10:30: Play on swings.   “It’s too hot!”  “There are bugs out here!”  Go inside.
11:30: Make lunch. Phoebe dumps water on head.
12:00: Put on T.V. Mommy re-groups with some coffee.  God bless the Keurig.
1:00:  Put Phoebe down for nap. Realize that the diaper used as a tissue was the last one.  Put Phoebe in swimmy diaper, pray she doesn’t poop. Reminded of the time in my early 20’s when I ran out of clean underwear and wore a bikini under my work attire.
3:00: Fill up baby pool.  Put girls in bathing suits.  Realize Emma’s hot pants are actually Phoebe’s shorts, size 18 months.
3:10: “There are still bugs out here!”  Go inside.  Put on T.V. Try to forget what the American Academy of Pediatrics says about no television before the age of 2.
3:15:  Call my mom.  “Are you still going down the shore this week…and can we come?”
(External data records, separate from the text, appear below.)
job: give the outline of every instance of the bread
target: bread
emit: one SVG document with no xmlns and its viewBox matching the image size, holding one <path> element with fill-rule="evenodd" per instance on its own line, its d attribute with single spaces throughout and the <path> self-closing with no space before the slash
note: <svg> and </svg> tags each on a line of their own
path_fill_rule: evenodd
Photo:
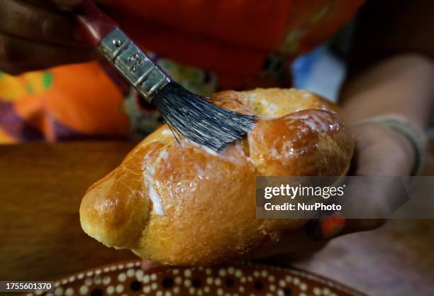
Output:
<svg viewBox="0 0 434 296">
<path fill-rule="evenodd" d="M 87 234 L 165 264 L 220 263 L 306 223 L 256 219 L 257 175 L 346 173 L 353 137 L 331 103 L 294 89 L 227 91 L 213 99 L 258 115 L 247 139 L 216 154 L 185 139 L 178 143 L 163 125 L 89 189 L 80 207 Z"/>
</svg>

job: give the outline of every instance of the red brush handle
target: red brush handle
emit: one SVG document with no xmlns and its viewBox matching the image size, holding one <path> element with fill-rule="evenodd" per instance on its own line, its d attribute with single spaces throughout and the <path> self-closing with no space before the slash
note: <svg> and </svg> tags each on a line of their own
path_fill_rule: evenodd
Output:
<svg viewBox="0 0 434 296">
<path fill-rule="evenodd" d="M 91 0 L 82 0 L 77 11 L 76 33 L 86 44 L 97 46 L 101 39 L 118 26 Z"/>
</svg>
While I was grateful for the change of scenery, it became clear to me that I could run, but I could not hide from this time in-between.  Even Long Beach Island, my favorite place in the world, appeared to be somewhere between the worlds of sleep and wakefulness…like a bear coming out of hibernation. Many businesses had not yet opened for the summer, and the girls and I practically had the beach to ourselves.  However, because the familiar sounds of summer – the lifeguard’s whistle, the song of the ice cream truck, the shrieks of wave-jumping children – were silent, I was able to discern the quieter, more subtle hum of preparation.  A man cleaning his sailboat.  The township workers cleaning up the beaches. The hydrangeas just starting to bloom by the fence out back.  I caught a glimpse of the new life that is always percolating underground…even during times of perceived inertia.  So I returned from LBI with an antidote for those Tasered deer moments:

T3- Three Tenets of Transition

  1. Acceptance: Transitions are hard.  They don’t call the worst part of labor and childbirth (you know, the part when you start shaking, puking, and your head spins around like Linda Blair) the Transition Phase for nothing.
  2. Try a Little Tenderness: Hey, I had a colon, and now I don’t.  I ran a marathon 6 months ago, now I sometimes poop my pants getting the mail.  Maybe I should cut myself some slack with the goal setting.
  3. Let Yourself Marinate: Hey, it works for tofu.  Maybe by letting yourself be still enough to soak in your surroundings, you are actually becoming a zestier, more delicious version of yourself.

Now, I am not pretending that one trip to the beach has totally recalibrated my Zen-O-Meter.   The Dali Lama I am not.  However, I am noticing that –even in times of transition – there are a lot of little arrivals along the way.